My Neighbor Totoro (1988): This may be my favourite movie on the list. Many people say it’s the most childish and I agree, maybe I like it because it appeals to my inner child. It’s a feeling of tenderness and sadness because you see life from the girls’ point of view. Everything is beauty and imagination, escaping from reality, which is that they are living a very hard situation. They've moved to a new place so they can be closer to their mother, who is very sick in the hospital without being able to return home. There is a theory that Totoro is a Shinigami (a God of death) that only people who are close to death can see. Also, at the beginning of the movie, the neighbor’s grandmother tells them that she could also see dust bunnies as a child, but she had stopped seeing them once she grew up. This would help us understand, that there are things that only children can see, things that when you are an adult you stop perceiving. According to this theory, when May's sandal appears, it is because she has drowned and Satsuki refuses to accept the reality and says that it is not her sister's sandal, when it clearly is. After that, she goes to Totoro and asks him to take her to her sister. When the cat bus picks up Satsuki, the stops that appear before May are: the cemetery and the swamp and at the end the mother (who is very sick/close to death) says that she thinks she saw the girls. Let everyone draw their own conclusions…

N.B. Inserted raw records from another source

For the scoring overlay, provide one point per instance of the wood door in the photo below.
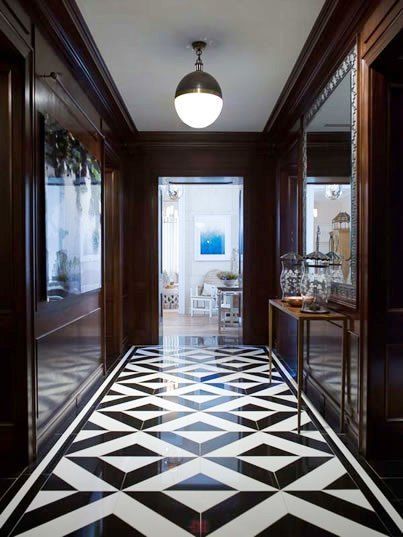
(113, 267)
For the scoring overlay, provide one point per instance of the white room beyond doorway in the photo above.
(201, 256)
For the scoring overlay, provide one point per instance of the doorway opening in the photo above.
(201, 256)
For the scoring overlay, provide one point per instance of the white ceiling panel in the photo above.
(252, 47)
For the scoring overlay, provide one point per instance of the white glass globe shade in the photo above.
(197, 109)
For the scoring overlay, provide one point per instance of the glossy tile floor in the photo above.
(196, 441)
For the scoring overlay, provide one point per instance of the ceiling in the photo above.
(252, 47)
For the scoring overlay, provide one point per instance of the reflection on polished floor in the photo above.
(194, 440)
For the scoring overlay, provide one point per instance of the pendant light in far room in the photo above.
(198, 97)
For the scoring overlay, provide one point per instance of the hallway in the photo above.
(185, 440)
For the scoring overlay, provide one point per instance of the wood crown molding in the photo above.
(65, 26)
(331, 37)
(159, 140)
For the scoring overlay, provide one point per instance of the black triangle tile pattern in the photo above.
(197, 441)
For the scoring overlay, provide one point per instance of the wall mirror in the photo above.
(330, 179)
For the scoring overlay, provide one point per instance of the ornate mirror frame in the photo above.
(342, 293)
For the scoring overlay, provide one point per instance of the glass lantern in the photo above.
(291, 274)
(335, 271)
(315, 283)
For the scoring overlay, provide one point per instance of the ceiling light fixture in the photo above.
(198, 97)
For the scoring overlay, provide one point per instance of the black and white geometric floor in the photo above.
(196, 441)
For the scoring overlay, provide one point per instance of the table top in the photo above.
(229, 289)
(296, 312)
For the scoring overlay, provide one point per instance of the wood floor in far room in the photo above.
(198, 325)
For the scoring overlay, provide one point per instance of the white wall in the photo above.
(203, 200)
(327, 210)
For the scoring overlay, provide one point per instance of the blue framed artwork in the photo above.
(212, 237)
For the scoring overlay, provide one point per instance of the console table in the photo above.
(301, 318)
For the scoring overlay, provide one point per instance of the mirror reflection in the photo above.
(329, 179)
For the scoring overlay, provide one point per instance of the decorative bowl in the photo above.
(294, 301)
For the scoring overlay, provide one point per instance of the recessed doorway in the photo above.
(201, 256)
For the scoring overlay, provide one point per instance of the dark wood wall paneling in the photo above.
(52, 353)
(201, 154)
(381, 43)
(374, 385)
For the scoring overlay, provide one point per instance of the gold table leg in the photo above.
(270, 340)
(300, 369)
(343, 374)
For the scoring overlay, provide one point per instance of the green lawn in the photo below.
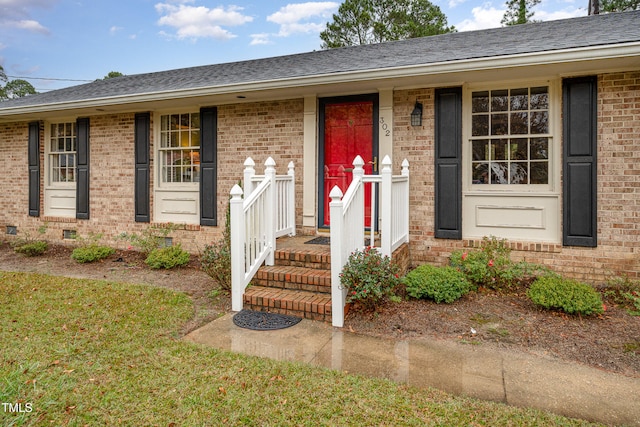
(82, 352)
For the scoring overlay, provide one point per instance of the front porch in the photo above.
(299, 282)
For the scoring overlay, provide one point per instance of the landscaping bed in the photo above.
(610, 341)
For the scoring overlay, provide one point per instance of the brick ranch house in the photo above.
(529, 133)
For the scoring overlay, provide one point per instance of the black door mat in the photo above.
(322, 240)
(263, 321)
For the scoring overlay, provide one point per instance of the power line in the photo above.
(49, 78)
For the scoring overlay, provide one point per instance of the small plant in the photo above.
(215, 259)
(624, 292)
(568, 295)
(491, 266)
(168, 257)
(369, 278)
(90, 249)
(441, 284)
(32, 247)
(151, 238)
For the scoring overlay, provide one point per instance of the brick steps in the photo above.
(299, 284)
(294, 278)
(308, 305)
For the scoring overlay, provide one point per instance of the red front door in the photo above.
(348, 132)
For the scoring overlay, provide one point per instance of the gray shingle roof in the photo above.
(588, 31)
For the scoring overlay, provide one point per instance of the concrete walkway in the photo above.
(514, 378)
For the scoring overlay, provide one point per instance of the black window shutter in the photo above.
(142, 167)
(82, 168)
(34, 169)
(579, 185)
(448, 167)
(208, 165)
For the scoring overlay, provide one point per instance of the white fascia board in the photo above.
(627, 50)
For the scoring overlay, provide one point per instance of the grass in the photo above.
(84, 352)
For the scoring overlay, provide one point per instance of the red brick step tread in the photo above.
(308, 305)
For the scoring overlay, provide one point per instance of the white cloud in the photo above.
(199, 21)
(483, 17)
(310, 17)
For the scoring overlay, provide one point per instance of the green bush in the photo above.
(570, 296)
(169, 257)
(91, 253)
(441, 284)
(31, 248)
(369, 278)
(215, 259)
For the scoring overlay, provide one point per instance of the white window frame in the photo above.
(59, 196)
(524, 212)
(177, 202)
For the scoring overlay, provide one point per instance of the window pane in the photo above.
(539, 148)
(498, 149)
(540, 122)
(518, 149)
(480, 173)
(480, 150)
(519, 123)
(520, 99)
(518, 173)
(499, 124)
(499, 100)
(539, 98)
(499, 173)
(480, 125)
(480, 102)
(539, 172)
(195, 138)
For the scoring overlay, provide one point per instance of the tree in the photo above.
(619, 5)
(14, 88)
(519, 12)
(374, 21)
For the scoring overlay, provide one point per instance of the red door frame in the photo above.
(323, 103)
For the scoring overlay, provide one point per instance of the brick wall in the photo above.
(258, 130)
(618, 250)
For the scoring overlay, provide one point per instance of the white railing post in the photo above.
(237, 248)
(249, 172)
(338, 294)
(386, 208)
(272, 202)
(292, 198)
(405, 213)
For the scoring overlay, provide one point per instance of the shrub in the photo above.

Princess Mononoke (1997): If 'My Neighbor Totoro' is the most childish film on the list, Princess Mononoke is probably the one that conveys a more adult and modern message. This film tells us how humans pervert nature to benefit at their own expense, regardless of how it affects mother nature. We modify our environment, but then we are unable to accept the fact that nature turns against us. The soundtrack is breathtaking, as in all the films on the list, really.

Spirited Away (2001): Who hasn’t cried watching this movie? It has all the elements we usually see in Miyazaki’s films multiplied by 1000, I'd say it’s Miyazaki in its purest form. All the fantasy, the innocence of childhood shattered by trauma, the magical creatures… It’s pure fantasy. The beginning of ‘Spirited Away’ is one of the most memorable that I remember. When they arrive in the village and Chihiro’s parents start eating all that delicious food (that we would all like to try) and then turn into pigs... just wow.

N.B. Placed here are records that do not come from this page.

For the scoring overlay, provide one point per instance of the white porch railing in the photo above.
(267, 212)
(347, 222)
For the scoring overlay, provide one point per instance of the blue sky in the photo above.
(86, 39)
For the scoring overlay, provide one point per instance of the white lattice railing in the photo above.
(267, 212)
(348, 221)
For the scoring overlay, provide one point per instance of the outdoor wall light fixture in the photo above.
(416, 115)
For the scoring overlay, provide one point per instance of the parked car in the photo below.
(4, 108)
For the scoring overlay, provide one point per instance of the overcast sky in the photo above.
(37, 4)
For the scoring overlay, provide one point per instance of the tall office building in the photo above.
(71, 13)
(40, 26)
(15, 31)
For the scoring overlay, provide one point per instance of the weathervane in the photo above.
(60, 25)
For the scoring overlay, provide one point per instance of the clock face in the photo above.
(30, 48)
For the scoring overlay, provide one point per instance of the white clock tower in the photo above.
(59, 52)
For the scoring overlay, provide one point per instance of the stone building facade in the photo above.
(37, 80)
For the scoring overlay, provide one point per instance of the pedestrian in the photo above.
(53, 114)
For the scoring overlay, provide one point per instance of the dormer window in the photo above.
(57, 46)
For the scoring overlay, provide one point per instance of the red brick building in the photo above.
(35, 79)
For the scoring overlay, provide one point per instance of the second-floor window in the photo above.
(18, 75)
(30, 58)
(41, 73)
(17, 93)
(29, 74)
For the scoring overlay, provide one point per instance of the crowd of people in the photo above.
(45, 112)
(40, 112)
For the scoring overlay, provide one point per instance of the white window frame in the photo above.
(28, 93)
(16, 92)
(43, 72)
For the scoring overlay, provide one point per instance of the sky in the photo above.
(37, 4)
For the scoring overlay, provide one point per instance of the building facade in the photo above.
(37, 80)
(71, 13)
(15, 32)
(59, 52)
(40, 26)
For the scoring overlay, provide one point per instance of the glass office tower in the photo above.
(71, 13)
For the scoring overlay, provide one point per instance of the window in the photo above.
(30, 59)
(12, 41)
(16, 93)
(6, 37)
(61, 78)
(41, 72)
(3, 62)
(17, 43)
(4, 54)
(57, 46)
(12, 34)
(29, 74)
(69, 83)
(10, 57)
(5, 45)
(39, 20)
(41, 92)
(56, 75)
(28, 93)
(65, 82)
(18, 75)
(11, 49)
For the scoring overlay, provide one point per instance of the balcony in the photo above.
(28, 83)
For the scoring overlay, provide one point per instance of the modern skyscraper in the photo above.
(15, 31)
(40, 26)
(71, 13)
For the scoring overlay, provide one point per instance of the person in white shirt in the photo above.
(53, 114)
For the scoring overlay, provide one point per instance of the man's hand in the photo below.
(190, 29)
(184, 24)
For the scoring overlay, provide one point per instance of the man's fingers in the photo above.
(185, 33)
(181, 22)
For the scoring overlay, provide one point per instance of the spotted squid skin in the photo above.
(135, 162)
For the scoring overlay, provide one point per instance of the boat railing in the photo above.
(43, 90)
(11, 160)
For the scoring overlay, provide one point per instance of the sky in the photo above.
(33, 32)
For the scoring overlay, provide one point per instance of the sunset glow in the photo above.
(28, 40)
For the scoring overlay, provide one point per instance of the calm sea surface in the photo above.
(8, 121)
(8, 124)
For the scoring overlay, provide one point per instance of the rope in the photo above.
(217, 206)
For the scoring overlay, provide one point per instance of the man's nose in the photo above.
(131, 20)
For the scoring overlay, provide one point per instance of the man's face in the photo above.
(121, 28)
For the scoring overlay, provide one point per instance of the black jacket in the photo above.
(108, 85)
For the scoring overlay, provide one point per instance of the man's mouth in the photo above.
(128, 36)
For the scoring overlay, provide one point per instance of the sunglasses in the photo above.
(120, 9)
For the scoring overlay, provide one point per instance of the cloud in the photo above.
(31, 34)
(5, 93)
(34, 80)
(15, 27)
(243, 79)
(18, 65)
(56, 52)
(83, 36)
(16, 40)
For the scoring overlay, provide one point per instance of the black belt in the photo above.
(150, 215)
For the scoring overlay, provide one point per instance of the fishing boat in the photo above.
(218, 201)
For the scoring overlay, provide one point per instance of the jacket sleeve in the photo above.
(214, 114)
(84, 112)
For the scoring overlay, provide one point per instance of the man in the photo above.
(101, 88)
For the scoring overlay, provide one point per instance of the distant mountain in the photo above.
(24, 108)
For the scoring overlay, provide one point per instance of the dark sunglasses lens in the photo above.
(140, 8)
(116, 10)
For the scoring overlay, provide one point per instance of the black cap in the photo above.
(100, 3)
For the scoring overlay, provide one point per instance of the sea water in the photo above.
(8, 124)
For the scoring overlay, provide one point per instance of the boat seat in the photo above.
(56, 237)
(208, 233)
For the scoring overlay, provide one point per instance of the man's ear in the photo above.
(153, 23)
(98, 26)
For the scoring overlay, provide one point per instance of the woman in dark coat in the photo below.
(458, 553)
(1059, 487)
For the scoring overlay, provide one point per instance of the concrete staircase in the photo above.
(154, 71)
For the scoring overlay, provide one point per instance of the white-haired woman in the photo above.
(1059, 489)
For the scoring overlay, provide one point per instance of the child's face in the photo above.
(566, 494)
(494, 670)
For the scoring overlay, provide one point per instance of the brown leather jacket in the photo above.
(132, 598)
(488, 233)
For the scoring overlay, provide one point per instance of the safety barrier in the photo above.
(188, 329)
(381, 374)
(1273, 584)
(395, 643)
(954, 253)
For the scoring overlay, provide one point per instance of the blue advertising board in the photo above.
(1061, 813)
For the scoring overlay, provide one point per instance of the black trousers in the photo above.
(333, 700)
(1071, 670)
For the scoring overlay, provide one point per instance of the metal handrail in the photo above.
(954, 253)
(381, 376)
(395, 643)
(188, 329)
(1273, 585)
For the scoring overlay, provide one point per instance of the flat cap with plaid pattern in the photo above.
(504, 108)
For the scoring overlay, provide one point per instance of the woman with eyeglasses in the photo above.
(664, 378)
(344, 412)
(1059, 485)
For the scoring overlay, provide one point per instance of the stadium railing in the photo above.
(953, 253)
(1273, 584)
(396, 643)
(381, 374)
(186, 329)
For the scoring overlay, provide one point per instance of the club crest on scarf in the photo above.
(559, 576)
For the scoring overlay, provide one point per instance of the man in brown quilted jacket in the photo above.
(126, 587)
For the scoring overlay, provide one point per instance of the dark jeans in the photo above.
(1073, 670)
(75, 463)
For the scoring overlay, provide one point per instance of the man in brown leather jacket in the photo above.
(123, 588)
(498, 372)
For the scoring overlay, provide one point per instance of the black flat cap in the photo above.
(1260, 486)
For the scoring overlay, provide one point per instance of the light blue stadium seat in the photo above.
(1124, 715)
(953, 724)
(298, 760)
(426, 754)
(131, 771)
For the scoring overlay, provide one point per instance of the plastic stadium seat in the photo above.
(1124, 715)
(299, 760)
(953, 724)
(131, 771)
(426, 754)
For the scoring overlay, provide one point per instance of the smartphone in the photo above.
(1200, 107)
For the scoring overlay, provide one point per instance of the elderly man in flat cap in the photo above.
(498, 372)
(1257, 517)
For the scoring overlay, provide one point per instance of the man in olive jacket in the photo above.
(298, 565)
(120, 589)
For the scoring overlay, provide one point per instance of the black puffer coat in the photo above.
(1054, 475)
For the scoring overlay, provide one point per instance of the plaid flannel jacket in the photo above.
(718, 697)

Howl's Moving Castle (2004): The first movie that I watched on this list and the one that made me so nostalgic that I was forced to do the ultimate marathon. This story of a hatter who is cursed into an adorable old lady who makes an adorable scarecrow friend and meets an adorable boy wizard… not to mention Howl, I was in love with Howl as a kid. Everything about this movie makes me nostalgic… the soundtrack, the sets, the characters, everything.
I have to make a special mention, a film that I've been meaning to watch again: ‘Grave of the Fireflies’ by Isao Takahata, the other founder of Studio Ghibli, which tells us the other side of World War II. It’s super sad, so if you dare to watch it, be prepared to cry like there’s no tomorrow.
I could go on with this list forever because they are all amazing, but these are the ones that have always left the biggest mark on me and if you have never entered the Ghibli world, you already have a place to start.